Hacker News new | ask | show | jobs
by archagon 4032 days ago
Well, one, I'd love a more general solution where I could just say "generate a sentence with n bits of entropy" and my algorithm would spin out a sentence of the correct (arbitrary) length. (Hmm... Markov chains?) Or maybe add other mnemonic modifications, like rhymes. And two, I still need an algorithm to conjugate verbs and whatnot, though I suppose that part could just be left to the user. (You get n diceware words — make your own sentence out of them.) But that's boring!

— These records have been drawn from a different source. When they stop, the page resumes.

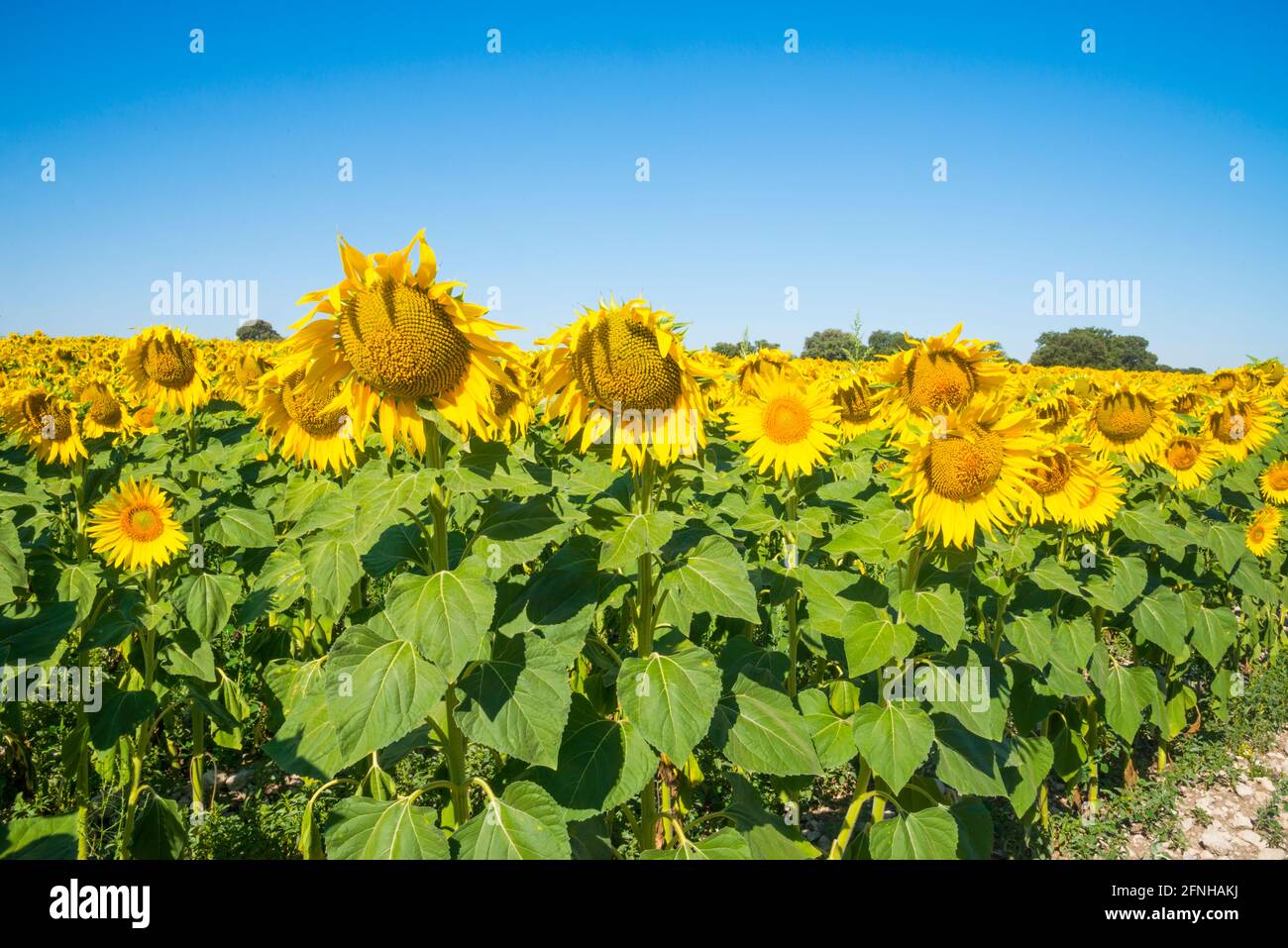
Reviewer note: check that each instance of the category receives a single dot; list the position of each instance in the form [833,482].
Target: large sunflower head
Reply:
[1189,459]
[967,469]
[1274,481]
[391,337]
[791,427]
[1262,533]
[163,368]
[46,424]
[621,372]
[938,375]
[1128,419]
[1241,425]
[134,526]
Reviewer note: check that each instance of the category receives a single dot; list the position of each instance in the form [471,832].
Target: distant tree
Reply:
[829,344]
[885,343]
[1094,347]
[257,331]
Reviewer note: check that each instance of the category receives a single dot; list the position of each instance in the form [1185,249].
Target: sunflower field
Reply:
[612,596]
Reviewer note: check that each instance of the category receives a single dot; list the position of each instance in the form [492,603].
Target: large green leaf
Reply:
[522,823]
[758,729]
[894,740]
[670,697]
[930,833]
[364,828]
[446,616]
[516,702]
[377,687]
[603,763]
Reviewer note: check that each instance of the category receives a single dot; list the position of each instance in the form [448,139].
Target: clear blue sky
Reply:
[768,168]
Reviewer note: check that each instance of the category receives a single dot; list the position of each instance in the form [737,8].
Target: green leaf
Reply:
[632,535]
[767,836]
[1160,618]
[894,740]
[872,643]
[603,763]
[364,828]
[670,697]
[1127,691]
[207,601]
[938,609]
[333,567]
[39,837]
[1215,630]
[377,687]
[758,729]
[160,830]
[522,823]
[713,579]
[446,616]
[832,734]
[930,833]
[516,702]
[244,527]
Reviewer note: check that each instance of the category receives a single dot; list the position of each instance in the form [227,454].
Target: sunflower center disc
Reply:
[1183,455]
[402,342]
[142,522]
[786,421]
[1124,417]
[617,363]
[307,411]
[938,380]
[170,365]
[962,468]
[1054,475]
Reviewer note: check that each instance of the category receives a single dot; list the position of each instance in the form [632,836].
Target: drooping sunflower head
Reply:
[163,368]
[305,425]
[1128,419]
[938,373]
[46,424]
[1189,459]
[1241,425]
[967,469]
[391,337]
[791,428]
[1274,481]
[134,526]
[1262,532]
[857,404]
[621,373]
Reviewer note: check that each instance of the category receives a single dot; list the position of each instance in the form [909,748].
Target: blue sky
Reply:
[768,170]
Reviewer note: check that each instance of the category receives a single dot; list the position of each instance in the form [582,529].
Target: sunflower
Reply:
[106,414]
[974,472]
[857,406]
[791,428]
[134,526]
[391,337]
[1128,419]
[938,373]
[1103,500]
[307,427]
[47,424]
[1274,481]
[1189,459]
[1241,425]
[1262,533]
[163,368]
[621,371]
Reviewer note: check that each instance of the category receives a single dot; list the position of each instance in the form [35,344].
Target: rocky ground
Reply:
[1239,814]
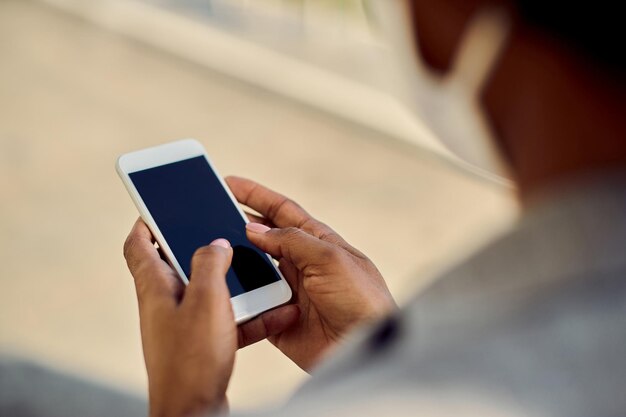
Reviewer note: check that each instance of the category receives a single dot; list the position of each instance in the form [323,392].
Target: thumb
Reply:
[292,244]
[209,264]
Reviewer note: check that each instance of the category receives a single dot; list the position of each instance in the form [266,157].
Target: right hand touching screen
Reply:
[335,286]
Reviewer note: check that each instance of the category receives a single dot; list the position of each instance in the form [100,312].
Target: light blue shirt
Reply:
[532,325]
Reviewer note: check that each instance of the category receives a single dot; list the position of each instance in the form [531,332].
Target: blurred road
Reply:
[73,97]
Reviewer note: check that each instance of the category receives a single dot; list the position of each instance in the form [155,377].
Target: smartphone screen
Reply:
[191,208]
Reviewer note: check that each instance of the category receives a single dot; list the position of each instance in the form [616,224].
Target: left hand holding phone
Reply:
[189,334]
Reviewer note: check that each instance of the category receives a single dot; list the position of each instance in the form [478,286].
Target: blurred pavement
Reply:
[73,97]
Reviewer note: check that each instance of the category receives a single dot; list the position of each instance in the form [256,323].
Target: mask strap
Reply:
[480,48]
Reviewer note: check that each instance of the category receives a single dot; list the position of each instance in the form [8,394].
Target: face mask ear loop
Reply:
[480,48]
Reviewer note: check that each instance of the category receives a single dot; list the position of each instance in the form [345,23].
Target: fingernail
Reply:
[257,227]
[221,242]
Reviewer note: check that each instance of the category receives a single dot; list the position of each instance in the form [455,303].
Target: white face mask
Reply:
[449,105]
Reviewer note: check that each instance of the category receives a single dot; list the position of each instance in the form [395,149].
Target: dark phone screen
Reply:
[191,208]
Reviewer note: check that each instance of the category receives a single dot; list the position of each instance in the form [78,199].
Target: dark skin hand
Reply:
[189,334]
[335,286]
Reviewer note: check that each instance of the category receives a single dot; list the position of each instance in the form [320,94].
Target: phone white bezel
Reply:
[246,305]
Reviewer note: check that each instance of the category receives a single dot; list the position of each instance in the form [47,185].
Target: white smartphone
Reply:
[186,205]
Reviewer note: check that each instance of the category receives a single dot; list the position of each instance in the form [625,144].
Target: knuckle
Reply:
[129,244]
[330,255]
[292,233]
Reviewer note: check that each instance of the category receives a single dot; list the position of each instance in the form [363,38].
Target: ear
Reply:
[438,28]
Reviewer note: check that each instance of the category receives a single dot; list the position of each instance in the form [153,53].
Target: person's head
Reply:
[554,96]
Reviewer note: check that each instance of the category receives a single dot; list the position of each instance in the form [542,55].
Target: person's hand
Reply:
[189,333]
[335,286]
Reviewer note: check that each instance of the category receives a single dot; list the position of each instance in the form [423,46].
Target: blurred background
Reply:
[294,94]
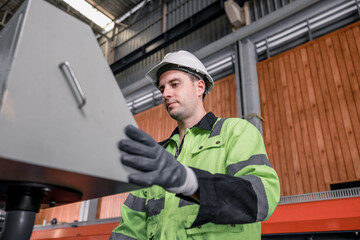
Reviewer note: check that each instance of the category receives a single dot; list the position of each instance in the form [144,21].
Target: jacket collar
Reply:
[206,123]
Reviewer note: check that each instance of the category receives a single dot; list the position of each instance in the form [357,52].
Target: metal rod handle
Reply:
[76,82]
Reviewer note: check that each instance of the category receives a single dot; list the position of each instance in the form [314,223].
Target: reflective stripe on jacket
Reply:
[238,187]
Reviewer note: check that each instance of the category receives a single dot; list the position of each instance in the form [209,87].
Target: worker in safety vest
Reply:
[210,180]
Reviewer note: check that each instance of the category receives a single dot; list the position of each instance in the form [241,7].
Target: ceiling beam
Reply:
[182,29]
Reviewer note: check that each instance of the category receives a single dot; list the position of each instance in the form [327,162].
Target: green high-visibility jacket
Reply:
[238,187]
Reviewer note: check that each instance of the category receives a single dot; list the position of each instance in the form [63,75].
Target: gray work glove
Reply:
[156,165]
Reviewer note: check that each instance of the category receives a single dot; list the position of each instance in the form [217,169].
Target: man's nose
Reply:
[166,92]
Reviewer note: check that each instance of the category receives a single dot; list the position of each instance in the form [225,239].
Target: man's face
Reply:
[180,94]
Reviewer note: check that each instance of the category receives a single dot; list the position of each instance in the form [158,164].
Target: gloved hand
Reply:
[156,165]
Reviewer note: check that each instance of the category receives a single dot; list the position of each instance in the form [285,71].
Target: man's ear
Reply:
[201,87]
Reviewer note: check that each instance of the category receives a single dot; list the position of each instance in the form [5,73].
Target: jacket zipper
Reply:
[178,150]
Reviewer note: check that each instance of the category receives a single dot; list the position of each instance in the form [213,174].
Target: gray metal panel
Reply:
[45,137]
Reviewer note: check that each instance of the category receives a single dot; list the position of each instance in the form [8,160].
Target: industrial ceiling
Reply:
[114,9]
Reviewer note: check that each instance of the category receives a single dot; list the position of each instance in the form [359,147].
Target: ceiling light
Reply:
[92,13]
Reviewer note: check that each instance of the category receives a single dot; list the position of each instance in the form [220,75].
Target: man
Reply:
[210,180]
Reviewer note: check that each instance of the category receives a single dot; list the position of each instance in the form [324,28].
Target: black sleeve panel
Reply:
[225,199]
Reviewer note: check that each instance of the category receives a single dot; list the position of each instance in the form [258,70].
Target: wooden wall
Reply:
[310,100]
[155,121]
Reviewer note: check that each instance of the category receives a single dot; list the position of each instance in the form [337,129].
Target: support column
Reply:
[249,85]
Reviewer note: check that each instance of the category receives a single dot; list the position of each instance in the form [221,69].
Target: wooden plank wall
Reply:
[155,121]
[310,100]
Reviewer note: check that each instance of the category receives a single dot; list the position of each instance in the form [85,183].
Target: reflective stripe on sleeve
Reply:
[135,203]
[262,202]
[183,203]
[155,206]
[120,236]
[259,159]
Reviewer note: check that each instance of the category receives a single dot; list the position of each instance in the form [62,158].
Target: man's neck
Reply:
[189,122]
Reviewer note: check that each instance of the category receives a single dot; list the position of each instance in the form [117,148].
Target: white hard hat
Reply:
[182,61]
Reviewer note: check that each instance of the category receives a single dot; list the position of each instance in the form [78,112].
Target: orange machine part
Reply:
[320,216]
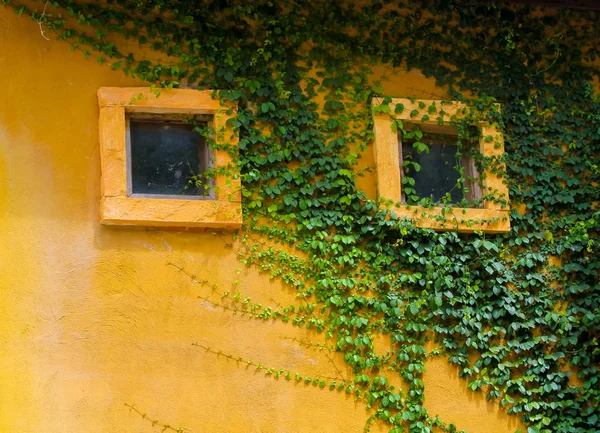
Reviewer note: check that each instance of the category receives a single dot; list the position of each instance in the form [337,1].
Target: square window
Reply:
[167,159]
[438,169]
[419,156]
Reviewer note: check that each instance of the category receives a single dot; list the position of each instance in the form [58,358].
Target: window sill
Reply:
[462,220]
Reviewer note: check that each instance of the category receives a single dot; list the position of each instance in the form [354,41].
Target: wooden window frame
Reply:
[119,207]
[493,217]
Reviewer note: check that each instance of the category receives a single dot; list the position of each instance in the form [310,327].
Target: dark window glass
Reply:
[164,158]
[439,172]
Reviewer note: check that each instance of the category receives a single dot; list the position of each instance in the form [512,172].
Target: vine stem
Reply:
[41,20]
[155,422]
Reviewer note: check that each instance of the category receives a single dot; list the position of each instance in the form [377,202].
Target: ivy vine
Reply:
[517,312]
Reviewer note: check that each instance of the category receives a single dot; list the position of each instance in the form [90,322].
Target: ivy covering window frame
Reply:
[492,217]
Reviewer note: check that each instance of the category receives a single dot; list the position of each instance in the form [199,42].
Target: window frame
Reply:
[119,207]
[493,217]
[467,163]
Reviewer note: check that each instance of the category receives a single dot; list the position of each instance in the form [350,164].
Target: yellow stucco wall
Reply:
[95,317]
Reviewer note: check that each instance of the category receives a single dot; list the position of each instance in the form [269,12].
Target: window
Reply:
[418,157]
[158,168]
[167,159]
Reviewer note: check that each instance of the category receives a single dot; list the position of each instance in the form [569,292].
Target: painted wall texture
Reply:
[93,317]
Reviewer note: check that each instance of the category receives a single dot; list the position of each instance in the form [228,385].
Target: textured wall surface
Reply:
[95,317]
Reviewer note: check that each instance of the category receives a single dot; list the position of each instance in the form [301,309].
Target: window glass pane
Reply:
[439,168]
[165,156]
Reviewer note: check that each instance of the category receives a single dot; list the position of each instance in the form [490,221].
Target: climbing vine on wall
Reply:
[517,312]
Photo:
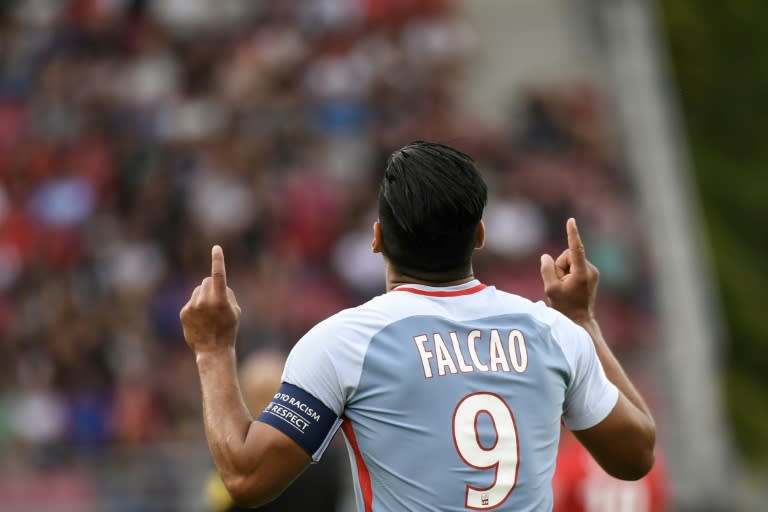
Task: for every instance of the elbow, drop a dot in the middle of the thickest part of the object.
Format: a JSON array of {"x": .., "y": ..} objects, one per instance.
[
  {"x": 246, "y": 490},
  {"x": 638, "y": 468},
  {"x": 642, "y": 457}
]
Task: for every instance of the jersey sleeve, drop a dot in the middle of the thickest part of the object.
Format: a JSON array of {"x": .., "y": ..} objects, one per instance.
[
  {"x": 590, "y": 396},
  {"x": 314, "y": 390}
]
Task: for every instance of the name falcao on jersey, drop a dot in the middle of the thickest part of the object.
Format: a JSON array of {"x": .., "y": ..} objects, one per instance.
[{"x": 489, "y": 351}]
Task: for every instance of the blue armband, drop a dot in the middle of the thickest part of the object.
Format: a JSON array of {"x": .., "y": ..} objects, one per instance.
[{"x": 303, "y": 418}]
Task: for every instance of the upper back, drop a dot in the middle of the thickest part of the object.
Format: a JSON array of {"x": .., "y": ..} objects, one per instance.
[{"x": 452, "y": 397}]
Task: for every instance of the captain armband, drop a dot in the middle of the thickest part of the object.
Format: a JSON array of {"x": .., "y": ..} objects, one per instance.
[{"x": 303, "y": 418}]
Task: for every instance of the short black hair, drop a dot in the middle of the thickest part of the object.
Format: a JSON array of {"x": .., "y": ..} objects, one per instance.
[{"x": 431, "y": 202}]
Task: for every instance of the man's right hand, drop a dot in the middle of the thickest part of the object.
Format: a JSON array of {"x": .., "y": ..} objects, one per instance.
[{"x": 570, "y": 282}]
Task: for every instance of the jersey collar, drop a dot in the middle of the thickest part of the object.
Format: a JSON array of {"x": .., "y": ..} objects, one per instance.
[{"x": 467, "y": 288}]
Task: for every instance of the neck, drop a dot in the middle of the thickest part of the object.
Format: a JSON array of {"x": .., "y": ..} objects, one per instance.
[{"x": 395, "y": 279}]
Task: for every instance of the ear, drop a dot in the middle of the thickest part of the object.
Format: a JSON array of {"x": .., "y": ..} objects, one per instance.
[
  {"x": 377, "y": 244},
  {"x": 480, "y": 237}
]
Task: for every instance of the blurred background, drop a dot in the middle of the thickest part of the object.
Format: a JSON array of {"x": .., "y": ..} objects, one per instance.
[{"x": 134, "y": 134}]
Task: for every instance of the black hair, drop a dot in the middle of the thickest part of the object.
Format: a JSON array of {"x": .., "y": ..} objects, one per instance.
[{"x": 431, "y": 202}]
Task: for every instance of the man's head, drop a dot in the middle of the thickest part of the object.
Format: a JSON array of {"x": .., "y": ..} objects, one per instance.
[{"x": 431, "y": 203}]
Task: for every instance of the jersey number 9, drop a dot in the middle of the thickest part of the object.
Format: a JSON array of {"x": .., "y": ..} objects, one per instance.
[{"x": 502, "y": 456}]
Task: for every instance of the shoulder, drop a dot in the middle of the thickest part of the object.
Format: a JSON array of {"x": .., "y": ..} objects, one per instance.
[
  {"x": 571, "y": 338},
  {"x": 359, "y": 323}
]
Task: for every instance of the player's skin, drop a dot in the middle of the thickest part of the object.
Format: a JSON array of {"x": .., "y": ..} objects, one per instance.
[{"x": 257, "y": 462}]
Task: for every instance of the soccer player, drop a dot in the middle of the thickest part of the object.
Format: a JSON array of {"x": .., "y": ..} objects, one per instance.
[{"x": 450, "y": 393}]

In regards to word commonality, I'm pretty sure you could in fact use something like the 5000 most common words. The people who care about this kind of stuff tend to have large vocabularies!

1 comments

I think Markov chains would be a bad idea for the use case of passwords because some words always follow certain words.
Ah, true — I was thinking more along the lines of "part of speech" Markov chains, if that's even possible. (As in, just an endless stream of "article noun verb adjective noun adverb conjunction adjective noun verb adjective noun conjunction adjective etc." that could then be mad-libbed by diceware.)
It is possible (and, I think, a rather clever idea).

You could, for example, use a part-of-speech tagged corpus (a large collection of text where each word was tagged with its PoS by a grad student). Just train a Markov model on the parts of speech instead of the words themselves, and you would be able to generate English-like mad-libs.